I’ll go first. After your turn the water off in the shower but before you get out, use your hands to wipe off any standing water on your body. Maybe even give your legs a bit of a shake. This way, you won’t drip nearly as much when you get out, keeping the floor and your towel drier.
If you’re having a hard time opening a jar or bottle, wrap a rubber band around the lid, then use that to grip and twist it. I don’t know why it works so well but it does.
Because the torque you can apply to the lid is usually limited by grip strength/friction, not arm strength/leverage.
Also use a towel or cloth on top of the rubber band so it’s gentler on your hand / skin.
Why it works: this fixes the problem of poor friction; metal doesn’t grip well against skin (especially if your hand is wet or oily). The rubber band grips well against the metal of the lid and your skin (or towel).

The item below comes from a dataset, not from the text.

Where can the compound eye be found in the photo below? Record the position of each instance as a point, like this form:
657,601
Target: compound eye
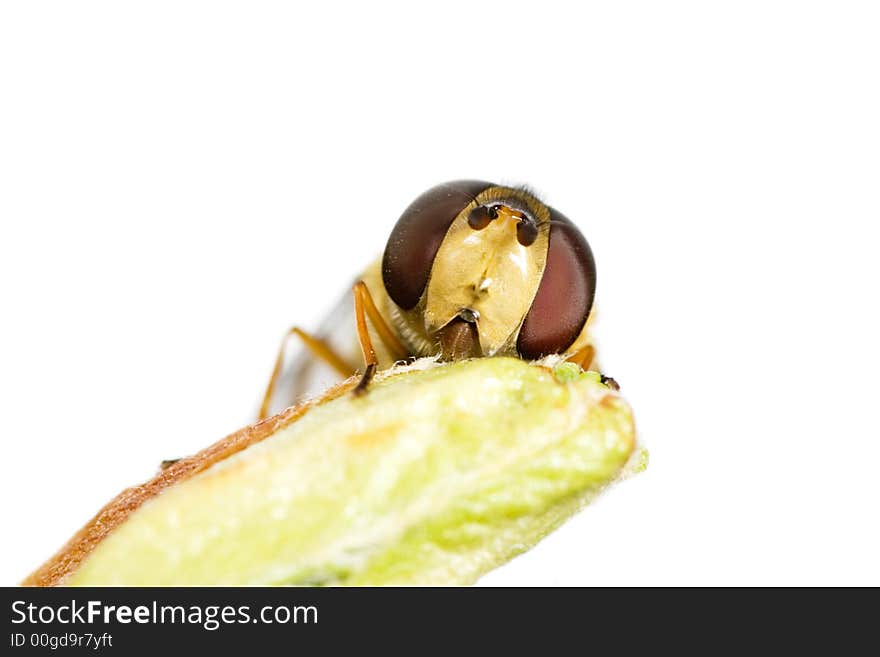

And if that doesn’t work, you can bop the side of the lid with a butter knife a few times, tends to release the most aggressively stuck lids. Downside is the lid is permanently dented, but small sacrifices.
I pop the bottom of the jar with my palm and it usually loosens up with a loud “schloop!” noise.
I usually just use a kitchen rag, and when that isn’t good enough I run the lid under hot water for a few seconds, carefully tap the circumference of the lid against the counter, and try again.
You should try the rubber band thing! It’s life changing I tell ya.
Even better: purchase an inexpensive strap wrench with a rubber strap (something like this) and keep it in the kitchen for stubborn jar lids. For the jar lids that even a strap wrench alone can’t quite open, I’ve had success by using the strap wrench on the lid while holding the jar itself with a silicone oven mitt (or oven mitt with rubberized grip–the rubber band trick might work here as well).